Improve personalized product discovery with Qdrant’s Discovery API on a Streamlit web app
Introduction
In the rapidly growing e-commerce landscape, delivering personalized shopping experiences has become one of the key differentiators for success. In this article, we dive deep into the functionality of Qdrant’s new Discovery API, mainly focusing on context search, to unlock tailored product recommendations. To demonstrate this new approach, I’ll walk you through an implementation of a Streamlit App that I have developed, seamlessly integrating with Qdrant’s vector database.
Trust me, it’s fun! ✌️
Discovery API
Qdrant’s Discovery API introduces the concept of “context,” which is a powerful tool for splitting the vector space efficiently, where the context comprises positive-negative pairs, effectively dividing the space into sub-zones based on given user preferences. The search mechanism in this context gives priority to points that actually belong to the positive zones while avoiding the negative ones.
There are mainly 2 types of search:
Discovery Search: Utilizes target and context pairs to find points that are closest to the target but constrained by the provided context pair. This is ideal for combining multimodal, vector-constrained searches.
Context Search: Uses only the context pairs to identify points residing in the best zone possible while minimizing loss. Particularly effective when a target is absent, guiding the search based on areas with fewer negative examples.
Flexibility
Arrangement of the positive and negative examples in context pairs is quite flexible, offering the freedom to experiment with different permutation techniques based on the model and data. The speed of search is linearly related to the number of examples, providing efficiency in exploring vast datasets.
Let’s Get to Work…
Environment Setup
- Start the local Docker application on your system and pull the latest Qdrant client container from Docker Hub. Then run the container on port
6333
.
NOTE: If you are running on Windows, kindly replace $(pwd) with your local path.
docker pull qdrant/qdrant
docker run -p 6333:6333 -p 6334:6334 \
-v $(pwd)/qdrant_storage:/qdrant/storage:z \
qdrant/qdrant
You can also access a beautiful Qdrant server dashboard through
localhost:6333/dashboard
, where you can browse through and interact with your data.I always prefer to create a Conda environment for most of my projects. It helps me differentiate between projects well and manage various environments easily. conda create -n qdrant
conda create -n qdrant -y
- Install the necessary dependencies for the project.
pip install qdrant-client sentence-transformers tqdm datasets streamlit
Populating Vector Data Collection
For populating the vector database, we create an “e-shopping” vector data-collection that hosts the vectorized form of our dataset cloned from Hugging Face hub through the datasets library.
- Initialize a Qdrant client instance to communicate with the Qdrant service running on your local machine.
qdrant = QdrantClient("localhost", port=6333)
- Download the desired dataset from the HF library.
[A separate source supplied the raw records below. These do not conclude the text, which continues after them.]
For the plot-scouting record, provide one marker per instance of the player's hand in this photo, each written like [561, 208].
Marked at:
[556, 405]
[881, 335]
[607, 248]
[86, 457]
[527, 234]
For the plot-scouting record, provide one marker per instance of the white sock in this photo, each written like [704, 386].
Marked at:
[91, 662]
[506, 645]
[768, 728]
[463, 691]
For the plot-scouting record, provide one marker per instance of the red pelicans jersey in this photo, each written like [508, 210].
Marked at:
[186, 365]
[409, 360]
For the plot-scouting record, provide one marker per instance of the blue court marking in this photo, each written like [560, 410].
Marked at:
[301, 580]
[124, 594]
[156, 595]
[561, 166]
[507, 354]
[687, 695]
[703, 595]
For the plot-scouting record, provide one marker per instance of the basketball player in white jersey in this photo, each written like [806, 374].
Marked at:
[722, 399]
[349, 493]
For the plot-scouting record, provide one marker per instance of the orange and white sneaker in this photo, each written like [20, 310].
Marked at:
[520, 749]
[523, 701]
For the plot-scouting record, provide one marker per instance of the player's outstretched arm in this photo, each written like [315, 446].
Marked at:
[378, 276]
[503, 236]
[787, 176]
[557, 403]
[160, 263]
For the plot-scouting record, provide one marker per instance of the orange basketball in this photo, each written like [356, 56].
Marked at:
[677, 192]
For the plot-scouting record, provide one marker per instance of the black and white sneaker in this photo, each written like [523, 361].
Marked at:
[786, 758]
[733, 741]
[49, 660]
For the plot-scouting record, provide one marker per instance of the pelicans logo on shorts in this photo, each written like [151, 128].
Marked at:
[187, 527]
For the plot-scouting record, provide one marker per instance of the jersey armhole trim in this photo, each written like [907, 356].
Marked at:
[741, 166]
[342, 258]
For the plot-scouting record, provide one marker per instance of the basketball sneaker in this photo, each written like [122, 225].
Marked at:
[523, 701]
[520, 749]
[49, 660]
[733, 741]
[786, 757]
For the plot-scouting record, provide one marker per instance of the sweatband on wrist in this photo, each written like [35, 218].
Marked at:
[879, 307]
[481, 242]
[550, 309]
I have chosen ‘products-2017’ as my sample dataset for demonstration.
dataset = load_dataset("wdc/products-2017", split='train')
- Process the dataset by extracting specific fields (‘title_left’, ‘description_left’) and create a list of dictionaries.
data = []
fields = ['title_left', 'description_left']
for i in tqdm(range(len(dataset)), total=len(dataset)):
if dataset[i]['description_left']:
data.append({field: dataset[i][field] for field in fields})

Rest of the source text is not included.